Kerberos Authentication Protocol

Introduction – Kerberos is a three way authentication protocol first discussed at MIT in the late 70’s. It is named from the fantasy dog Cerberus, the guardian of the gates of the underworld. It is used to secure transactions between a client and a server by using a secret key encryption scheme provided by a dedicated Kerberos server.

Operation – A Kerberos-enabled client starts a session by requesting a set of "tickets" from the Kerberos server. The request is encrypted using a hashed version of the user’s password. If this succeeds the Kerberos server grants the client a set of "tickets" to be used in establishing secure conections.

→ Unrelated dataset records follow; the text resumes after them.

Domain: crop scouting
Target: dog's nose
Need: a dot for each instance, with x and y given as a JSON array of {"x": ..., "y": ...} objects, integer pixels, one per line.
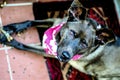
[{"x": 65, "y": 55}]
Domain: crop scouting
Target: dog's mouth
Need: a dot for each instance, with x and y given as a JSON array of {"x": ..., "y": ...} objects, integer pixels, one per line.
[{"x": 65, "y": 56}]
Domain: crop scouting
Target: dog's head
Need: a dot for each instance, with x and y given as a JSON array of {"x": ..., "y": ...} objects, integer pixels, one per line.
[{"x": 80, "y": 34}]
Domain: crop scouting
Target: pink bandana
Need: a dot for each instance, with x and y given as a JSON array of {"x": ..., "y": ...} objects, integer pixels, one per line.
[{"x": 49, "y": 42}]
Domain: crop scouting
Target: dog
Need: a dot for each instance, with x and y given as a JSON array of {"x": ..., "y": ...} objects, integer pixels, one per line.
[{"x": 98, "y": 46}]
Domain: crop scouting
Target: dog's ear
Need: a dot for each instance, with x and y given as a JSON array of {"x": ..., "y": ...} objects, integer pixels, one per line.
[
  {"x": 76, "y": 11},
  {"x": 104, "y": 36}
]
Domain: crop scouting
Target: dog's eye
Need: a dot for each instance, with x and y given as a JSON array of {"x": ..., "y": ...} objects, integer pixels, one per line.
[{"x": 73, "y": 33}]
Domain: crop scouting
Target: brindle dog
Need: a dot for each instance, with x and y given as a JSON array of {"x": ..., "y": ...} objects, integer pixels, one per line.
[{"x": 98, "y": 46}]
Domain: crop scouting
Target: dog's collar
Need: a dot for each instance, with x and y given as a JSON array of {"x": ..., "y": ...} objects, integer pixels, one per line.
[{"x": 49, "y": 42}]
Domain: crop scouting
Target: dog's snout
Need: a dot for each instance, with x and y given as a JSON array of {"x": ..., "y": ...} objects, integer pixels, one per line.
[{"x": 65, "y": 56}]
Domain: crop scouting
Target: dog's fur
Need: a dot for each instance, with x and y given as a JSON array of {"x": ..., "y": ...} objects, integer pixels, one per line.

In order for a client to make a secure connection to a server both the server and the client must have a new encryption key for that session. The session begins by the client using one of the "tickets" to request that the Kerberos server set up a secure connection thus eliminating the need for the sending of passwords. The Kerberos server than creates an encryption key and sends it back to the client, along with a server-specific hashed password (which cannot be decrypted by the client).

The Kerberos server then sends the desired server the new encryption key, the clients specific information, and the time to live of the key. The client then uses the key to encrypt a timestamp and then sends it, along with the server specific password, to the desired server. If the timestamp is recent (and valid) and the password is correct, than the session begins using the shared encryption key. After a secure session is established the client and server can automatically update the encryption key if its time to live is exceeded. This all takes place automatically and the end user may never know that any encryption was taking place.

Use – Kerberos can be used to encrypt a variety of network sessions. Mostly it is used during a telnet session, but it can also be used for email sessions.